Effect size - is correction for multiple comparison needed? I have a general question on whether effect sizes need to be corrected for multiple comparisons. I need to conduct 8 t-tests, in order to test whether values from 8 different conditions different significant from 0. I know that are procedures that allow an adjustment of the p-value according to the number of tests conducted (e.g., Bonferroni). I was wondering whether a similar approach needs to be employed for effect sizes, and if so which would be the best option.
The 8 conditions I am testing reflect the cells of my 2x2x2 within-subject design. The issue with the multiple comparison appears twice: 1. When conducting an ANOVA, I find a 3-way interaction and need to conduct post-hoc comparisons. I know how to adjust the p-values, but not the effect size estimate (indeed, I asked whether this is in principle possible at all); 2. When I want to test whether each of 8 conditions (2x2s2) is significantly different from zero.
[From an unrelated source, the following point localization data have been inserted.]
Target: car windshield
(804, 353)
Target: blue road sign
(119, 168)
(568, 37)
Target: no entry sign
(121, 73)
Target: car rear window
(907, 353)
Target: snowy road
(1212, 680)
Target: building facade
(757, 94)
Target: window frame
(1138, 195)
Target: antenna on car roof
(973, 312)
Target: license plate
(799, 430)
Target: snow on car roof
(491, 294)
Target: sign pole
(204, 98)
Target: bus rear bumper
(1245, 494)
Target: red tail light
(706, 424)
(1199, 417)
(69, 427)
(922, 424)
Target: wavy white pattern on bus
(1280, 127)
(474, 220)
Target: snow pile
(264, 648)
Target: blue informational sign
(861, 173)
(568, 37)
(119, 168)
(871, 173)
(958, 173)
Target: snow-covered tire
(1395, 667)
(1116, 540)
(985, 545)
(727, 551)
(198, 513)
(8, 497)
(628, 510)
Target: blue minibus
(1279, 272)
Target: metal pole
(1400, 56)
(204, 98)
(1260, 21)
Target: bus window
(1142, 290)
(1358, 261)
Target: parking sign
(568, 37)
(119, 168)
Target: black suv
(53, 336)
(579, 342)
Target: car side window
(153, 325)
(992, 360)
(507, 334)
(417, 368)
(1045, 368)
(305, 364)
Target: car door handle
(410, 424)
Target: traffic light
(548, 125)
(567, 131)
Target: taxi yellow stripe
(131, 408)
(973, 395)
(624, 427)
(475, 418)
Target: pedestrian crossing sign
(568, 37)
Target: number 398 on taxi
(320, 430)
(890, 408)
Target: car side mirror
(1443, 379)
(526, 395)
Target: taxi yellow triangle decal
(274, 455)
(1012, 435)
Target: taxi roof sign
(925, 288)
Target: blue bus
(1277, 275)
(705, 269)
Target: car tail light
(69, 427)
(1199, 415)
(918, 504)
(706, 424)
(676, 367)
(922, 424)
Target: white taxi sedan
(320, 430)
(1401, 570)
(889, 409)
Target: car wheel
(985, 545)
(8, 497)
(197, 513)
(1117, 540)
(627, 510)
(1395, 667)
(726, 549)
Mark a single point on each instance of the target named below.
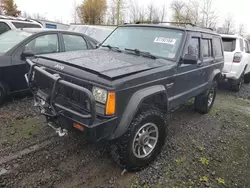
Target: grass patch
(23, 129)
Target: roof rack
(15, 18)
(185, 24)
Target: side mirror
(98, 45)
(190, 59)
(26, 54)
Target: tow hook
(61, 132)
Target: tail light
(237, 57)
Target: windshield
(160, 42)
(10, 38)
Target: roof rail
(156, 22)
(185, 24)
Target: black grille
(65, 95)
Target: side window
(246, 47)
(74, 43)
(3, 27)
(193, 47)
(43, 44)
(217, 47)
(207, 48)
(241, 45)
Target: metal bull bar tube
(57, 80)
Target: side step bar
(61, 132)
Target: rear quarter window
(229, 44)
(241, 45)
(217, 47)
(3, 27)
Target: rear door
(248, 62)
(207, 58)
(188, 78)
(230, 44)
(74, 42)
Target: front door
(188, 78)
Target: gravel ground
(200, 151)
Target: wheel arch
(137, 100)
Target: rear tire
(142, 142)
(247, 78)
(204, 102)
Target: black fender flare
(134, 105)
(215, 73)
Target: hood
(106, 62)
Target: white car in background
(237, 60)
(9, 23)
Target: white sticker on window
(164, 40)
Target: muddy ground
(210, 150)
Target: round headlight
(100, 94)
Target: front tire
(143, 141)
(204, 102)
(3, 93)
(247, 78)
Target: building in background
(1, 7)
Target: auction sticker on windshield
(164, 40)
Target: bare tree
(229, 25)
(185, 12)
(75, 12)
(242, 30)
(208, 14)
(92, 11)
(115, 11)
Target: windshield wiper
(138, 52)
(112, 48)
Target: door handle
(199, 64)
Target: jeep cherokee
(122, 90)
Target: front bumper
(96, 127)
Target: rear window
(217, 47)
(19, 25)
(241, 45)
(229, 44)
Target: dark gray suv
(122, 90)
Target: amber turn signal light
(77, 126)
(110, 106)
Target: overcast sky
(63, 9)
For both options I should then just adjust the CI, but not the estimates?
 A: What people typically refer to as 'the effect size' for some data is a point estimate.  Just as you can get a point estimate of a regression slope and a confidence interval around that, you can get an interval estimate for an effect size.  For example, from the data for a t-test, you can compute a standardized mean difference, and you can get a 95% CI around it.
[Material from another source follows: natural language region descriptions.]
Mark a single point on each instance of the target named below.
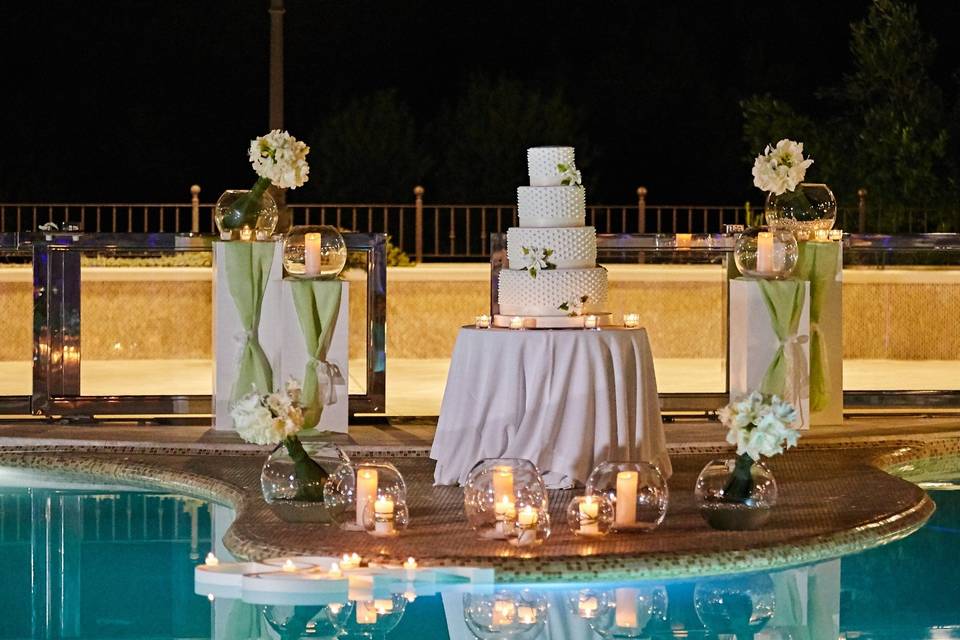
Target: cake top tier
(551, 167)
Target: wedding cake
(552, 257)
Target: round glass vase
(736, 493)
(241, 214)
(768, 253)
(809, 207)
(637, 491)
(314, 252)
(495, 492)
(292, 486)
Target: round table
(565, 399)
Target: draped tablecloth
(564, 399)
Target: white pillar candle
(383, 517)
(589, 511)
(312, 253)
(765, 252)
(626, 607)
(366, 491)
(626, 512)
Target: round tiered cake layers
(551, 206)
(552, 293)
(542, 164)
(570, 248)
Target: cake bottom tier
(558, 292)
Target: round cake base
(604, 319)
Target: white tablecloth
(565, 399)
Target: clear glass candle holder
(314, 252)
(637, 490)
(766, 253)
(495, 492)
(355, 487)
(590, 516)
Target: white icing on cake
(572, 248)
(551, 206)
(522, 295)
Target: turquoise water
(83, 561)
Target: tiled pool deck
(834, 497)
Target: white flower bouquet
(759, 426)
(277, 418)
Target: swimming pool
(82, 560)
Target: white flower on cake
(569, 175)
(760, 427)
(269, 419)
(537, 260)
(780, 169)
(280, 158)
(574, 308)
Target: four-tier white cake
(552, 256)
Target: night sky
(134, 100)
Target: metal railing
(442, 231)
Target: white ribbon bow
(328, 376)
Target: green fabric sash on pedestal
(318, 305)
(248, 267)
(786, 376)
(818, 264)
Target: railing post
(642, 209)
(418, 223)
(195, 208)
(862, 209)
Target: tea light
(589, 512)
(587, 607)
(765, 252)
(312, 253)
(366, 491)
(383, 517)
(626, 511)
(335, 572)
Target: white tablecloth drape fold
(564, 399)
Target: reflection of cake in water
(552, 256)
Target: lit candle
(312, 253)
(589, 510)
(383, 517)
(503, 612)
(335, 572)
(626, 512)
(366, 612)
(527, 615)
(366, 490)
(626, 608)
(587, 607)
(765, 252)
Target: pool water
(88, 561)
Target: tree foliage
(888, 128)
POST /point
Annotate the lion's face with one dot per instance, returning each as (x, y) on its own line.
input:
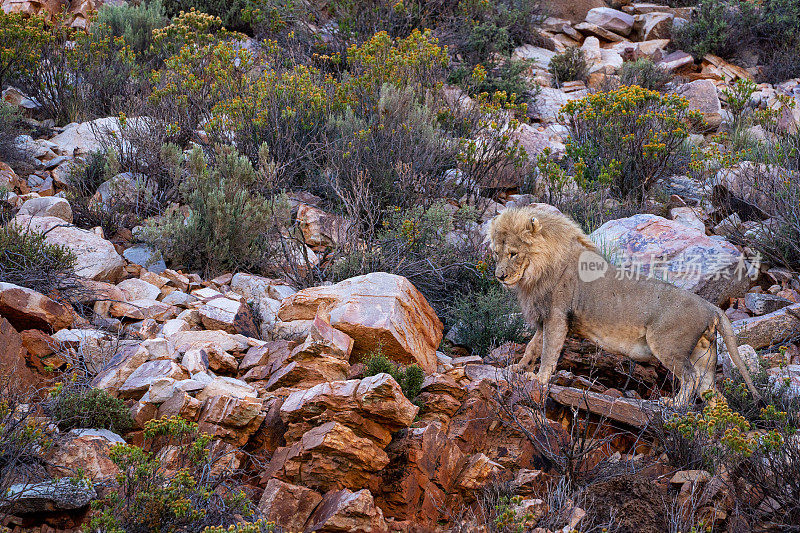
(512, 252)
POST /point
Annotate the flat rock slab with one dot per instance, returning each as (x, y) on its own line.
(676, 253)
(626, 410)
(377, 310)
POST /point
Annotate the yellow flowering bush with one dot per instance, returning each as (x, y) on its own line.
(631, 135)
(21, 36)
(155, 494)
(25, 436)
(416, 61)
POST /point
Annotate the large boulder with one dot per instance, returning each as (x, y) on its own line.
(65, 494)
(81, 138)
(288, 505)
(47, 206)
(86, 450)
(751, 188)
(124, 189)
(377, 310)
(703, 97)
(373, 407)
(574, 11)
(343, 511)
(12, 359)
(226, 314)
(96, 258)
(682, 255)
(28, 309)
(232, 419)
(611, 20)
(320, 229)
(657, 26)
(141, 378)
(329, 457)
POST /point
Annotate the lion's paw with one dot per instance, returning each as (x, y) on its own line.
(517, 367)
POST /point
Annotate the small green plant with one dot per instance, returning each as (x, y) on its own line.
(11, 126)
(133, 23)
(28, 260)
(414, 243)
(73, 406)
(738, 98)
(160, 492)
(569, 65)
(230, 13)
(259, 526)
(26, 436)
(409, 377)
(21, 37)
(228, 227)
(644, 73)
(718, 27)
(769, 29)
(508, 517)
(486, 319)
(629, 138)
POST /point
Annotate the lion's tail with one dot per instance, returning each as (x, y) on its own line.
(726, 330)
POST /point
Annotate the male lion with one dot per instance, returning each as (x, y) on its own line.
(538, 253)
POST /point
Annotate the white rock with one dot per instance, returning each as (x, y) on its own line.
(47, 206)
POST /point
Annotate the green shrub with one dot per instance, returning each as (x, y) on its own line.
(28, 260)
(185, 490)
(644, 73)
(486, 319)
(409, 377)
(11, 126)
(133, 23)
(72, 407)
(717, 27)
(769, 29)
(82, 75)
(26, 435)
(569, 66)
(229, 228)
(276, 17)
(628, 139)
(509, 78)
(231, 13)
(20, 39)
(417, 243)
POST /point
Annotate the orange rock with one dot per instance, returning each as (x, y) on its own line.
(28, 309)
(288, 505)
(329, 457)
(376, 310)
(344, 511)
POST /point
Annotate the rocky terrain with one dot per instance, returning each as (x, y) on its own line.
(305, 386)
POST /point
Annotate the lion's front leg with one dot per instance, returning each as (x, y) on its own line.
(554, 333)
(532, 353)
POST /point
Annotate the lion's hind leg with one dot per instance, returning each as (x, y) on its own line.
(694, 366)
(532, 353)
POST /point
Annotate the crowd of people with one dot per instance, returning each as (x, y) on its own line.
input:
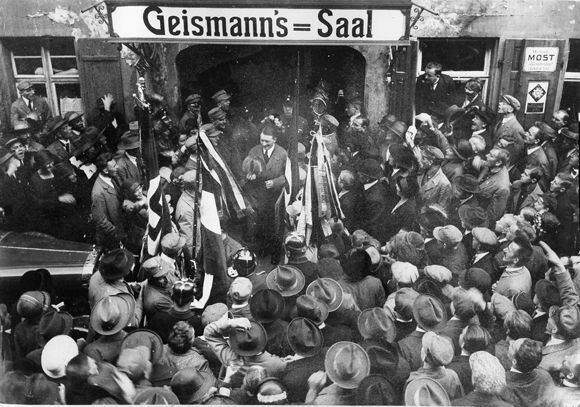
(449, 276)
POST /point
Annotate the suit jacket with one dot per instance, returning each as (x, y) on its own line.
(107, 213)
(494, 192)
(127, 170)
(19, 110)
(436, 190)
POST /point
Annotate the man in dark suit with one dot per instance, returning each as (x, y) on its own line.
(28, 106)
(273, 159)
(434, 91)
(106, 204)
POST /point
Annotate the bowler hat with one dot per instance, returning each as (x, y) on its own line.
(399, 128)
(512, 101)
(221, 95)
(155, 395)
(266, 306)
(172, 243)
(51, 324)
(129, 141)
(376, 390)
(310, 307)
(304, 337)
(371, 168)
(424, 391)
(116, 264)
(112, 313)
(248, 342)
(147, 338)
(347, 364)
(328, 291)
(448, 234)
(56, 354)
(287, 280)
(429, 313)
(473, 216)
(23, 85)
(183, 291)
(467, 183)
(378, 324)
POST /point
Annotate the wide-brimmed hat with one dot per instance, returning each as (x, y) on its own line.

If you have multiple comparisons, there are several ways you can think about the individual comparisons within the set.  You can treat them individually, or you might be concerned about the probability of Type I errors within the set as a whole (or some gradation in between).  If the latter were your situation, you might use something like a Bonferroni correction.  This could be done to alpha, your threshold for significance, or you could do it to the p-value itself.  You can also use the adjusted thresholds to compute a Bonferroni-adjusted 95% CI.
If you are computing interval estimates for multiple effect sizes, and you are worried about the potential for multiplicity to influence the larger picture, you can make exactly the same kind of Bonferroni-adjusted 95% CI for the effect sizes.  For instance, if you had 2 effect sizes, a 97.5% (1-.05/2) CI would be the Bonferroni-adjusted 95% CI.
A: It sounds like you are in a play-the-winner scenario: You pick amongst several effect sizes and only select the largest ones (or only those that are "statistically significant) or something like that. In that case, your estimate of the effect size for the picked comparison will indeed be biased upwards.
What can one do about it? As others pointed out, you can valid confidence intervals by adjusting the confidence level in line with Bonferroni (i.e. using two-sided 99.375% confidence intervals instead of 95% ones), but I'm not sure how helpful that truly is (depends somewhat on what you do with these next). An experimental solution is to run another experiment afterwards to get a second unbiased estimate. Other ideas of addressing this include using Bayesian hierarchical models such as with a regularized horseshoe prior that both shrink point estimates and provide credible intervals (where the main challenge is picking a suitable prior = specifying the "needed" amount of shrinkage).